Dans le cadre du RGPD, le traitement des données personnelles doit être autorisé par la loi, avoir une finalité légitime et être proportionné à sa finalité. LQDN a fait valoir que le logiciel de TestWe n'avait aucune base légale parmi celles prévues par le RGPD et était disproportionné par rapport à l'objectif visé, à savoir la surveillance d'un examen à distance.

Comme l'a rapporté LQDN, le tribunal s'est concentré sur la question de la proportionnalité, estimant qu'il existait de sérieux doutes quant à la conformité de TestWe à l'exigence de minimisation des données du RGPD, qui stipule que les entités accédant aux données personnelles ne peuvent collecter que ce qui est nécessaire aux fins spécifiées. Dans une décision préliminaire, le tribunal a suspendu l'utilisation de TestWe. La victoire, bien que préliminaire, est significative et montre que les tribunaux européens reconnaissent que les systèmes de surveillance algorithmique manquent de proportionnalité.

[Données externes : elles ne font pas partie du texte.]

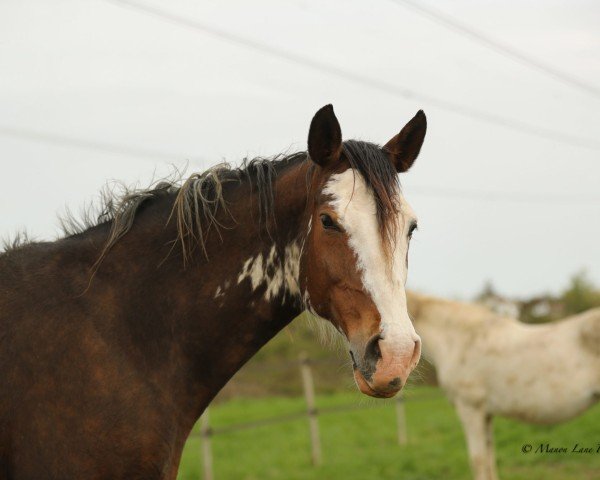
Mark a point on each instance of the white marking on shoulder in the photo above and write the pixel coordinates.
(278, 273)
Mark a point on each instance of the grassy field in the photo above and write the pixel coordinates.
(362, 444)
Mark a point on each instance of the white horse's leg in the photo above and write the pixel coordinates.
(474, 426)
(491, 448)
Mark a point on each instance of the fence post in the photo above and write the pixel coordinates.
(311, 409)
(401, 420)
(205, 434)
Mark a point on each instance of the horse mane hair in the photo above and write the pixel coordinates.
(200, 197)
(381, 178)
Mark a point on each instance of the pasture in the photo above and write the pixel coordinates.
(362, 444)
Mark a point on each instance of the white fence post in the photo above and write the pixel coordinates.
(206, 433)
(309, 395)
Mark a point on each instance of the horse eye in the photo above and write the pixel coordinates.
(328, 222)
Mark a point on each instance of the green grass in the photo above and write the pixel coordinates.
(362, 444)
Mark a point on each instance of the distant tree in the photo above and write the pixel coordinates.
(581, 294)
(488, 291)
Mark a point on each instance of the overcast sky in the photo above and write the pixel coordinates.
(104, 74)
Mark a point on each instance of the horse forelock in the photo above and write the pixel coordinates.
(381, 179)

« C'est plutôt une bonne nouvelle que le juge soit ouvert à cet argument : cela signifie que l'étendue des informations et des données sur les étudiants que TestWe collecte et traite est beaucoup trop vaste et disproportionnée par rapport à l'objectif déclaré. En bref, ce n'est pas parce que les données existent ou sont disponibles qu'il est légal de les utiliser à quelque fin que ce soit », a déclaré LQDN dans un article de blog sur la décision.

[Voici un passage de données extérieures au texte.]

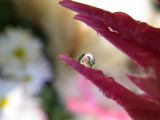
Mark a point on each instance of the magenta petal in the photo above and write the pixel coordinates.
(140, 55)
(138, 40)
(138, 107)
(150, 85)
(140, 32)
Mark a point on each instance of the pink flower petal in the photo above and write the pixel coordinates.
(139, 108)
(148, 84)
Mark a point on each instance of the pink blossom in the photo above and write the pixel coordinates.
(136, 39)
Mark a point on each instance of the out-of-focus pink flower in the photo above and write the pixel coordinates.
(88, 104)
(81, 106)
(136, 39)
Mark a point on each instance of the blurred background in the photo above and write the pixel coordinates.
(35, 85)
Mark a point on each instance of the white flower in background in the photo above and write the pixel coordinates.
(21, 106)
(19, 47)
(21, 60)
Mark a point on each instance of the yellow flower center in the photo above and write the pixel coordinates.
(19, 53)
(3, 102)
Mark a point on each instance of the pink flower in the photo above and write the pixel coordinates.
(136, 39)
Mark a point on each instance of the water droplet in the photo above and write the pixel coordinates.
(87, 59)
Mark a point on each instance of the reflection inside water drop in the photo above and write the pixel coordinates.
(87, 59)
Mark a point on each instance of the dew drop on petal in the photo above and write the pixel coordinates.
(87, 59)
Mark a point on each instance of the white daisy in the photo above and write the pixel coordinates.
(18, 46)
(20, 106)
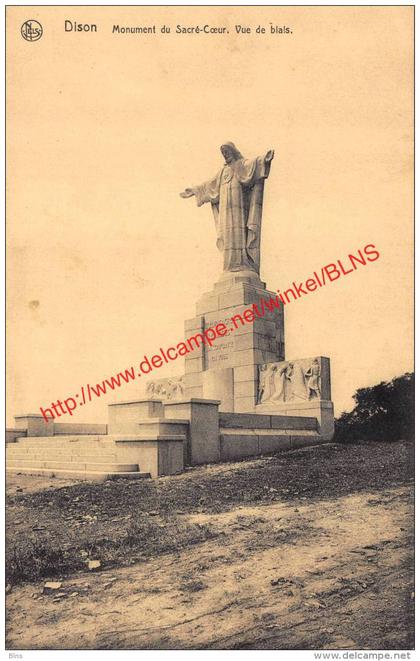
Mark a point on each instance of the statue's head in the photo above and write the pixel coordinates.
(230, 153)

« Le tribunal administratif de Montreuil a envoyé un avertissement clair à toutes les autres universités et écoles », a déclaré LQDN. « C'est la vraie valeur de l'arrêt TestWe : la proportionnalité de ce type de surveillance algorithmique permanente est aujourd'hui sérieusement remise en cause ».

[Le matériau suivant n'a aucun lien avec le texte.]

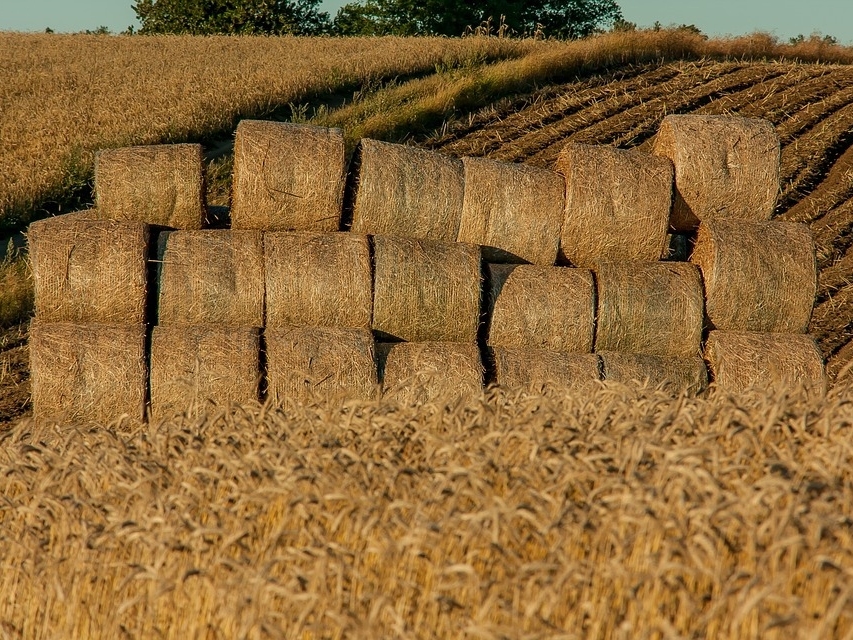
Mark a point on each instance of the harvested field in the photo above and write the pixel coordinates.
(810, 105)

L’avis, en francais, est ici.

Bien que cette décision ait été une victoire claire, la lutte contre la façon dont l'EID a utilisé TestWe n'est pas finie. La décision préliminaire du tribunal a conclu qu'il existe un doute sérieux quant à la légalité de l'application. LQDN doit encore convaincre le tribunal de déclarer définitivement l'application illégale, et son utilisation devrait être définitivement suspendue, un processus qui prendra plusieurs mois.